When Sam visits Frankie, he asks her forgiveness and wants to be her brother and Josh's uncle and father figure. He shows her an old film reel that Jerry shot of a young Sam at a playground. In the film, a girl joins Sam, and Frankie realizes that Jerry had regularly brought her and Sam to play together and thus loved both his children. At this recognition, Frankie accepts Sam as her brother.

== Soundtrack ==

The soundtrack for the film was composed by Academy Award Winner A. R. Rahman. The film marks his first collaboration with Alex Kurtzman.

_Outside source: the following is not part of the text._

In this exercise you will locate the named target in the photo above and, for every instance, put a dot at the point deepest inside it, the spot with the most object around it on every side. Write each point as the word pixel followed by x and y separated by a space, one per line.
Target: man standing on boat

In an interview, Rahman quoted the director's words on film's music: "Alex said [the music] can't be epic, it can't be world music ... I was following his vision, while at the same time sticking to something that I wanted to do." The soundtrack was released 19 June 2012 via Lakeshore Records.

In the movie, when Sam first puts on one of Jerry's records, the song "Fast as a Shark" can be heard in the background.

== Home media ==
People Like Us was released on Blu-ray, DVD, and digital download on 2 October 2012 from Touchstone Home Entertainment. The release was produced in two different physical packages: a 2-disc combo pack (Blu-ray and DVD), and a 1-disc DVD.

== Reception ==
On Rotten Tomatoes, the film holds a rating of 52% based on 117 reviews, with an average score of 5.70/10. The site's critical consensus reads, "Though calculated and melodramatic, People Like Us benefits from a pair of solid leads and its rare screenplay that caters to adult filmgoers." On Metacritic, the film has a score of 49 out of 100, based on 31 critics, indicating "mixed or average reviews".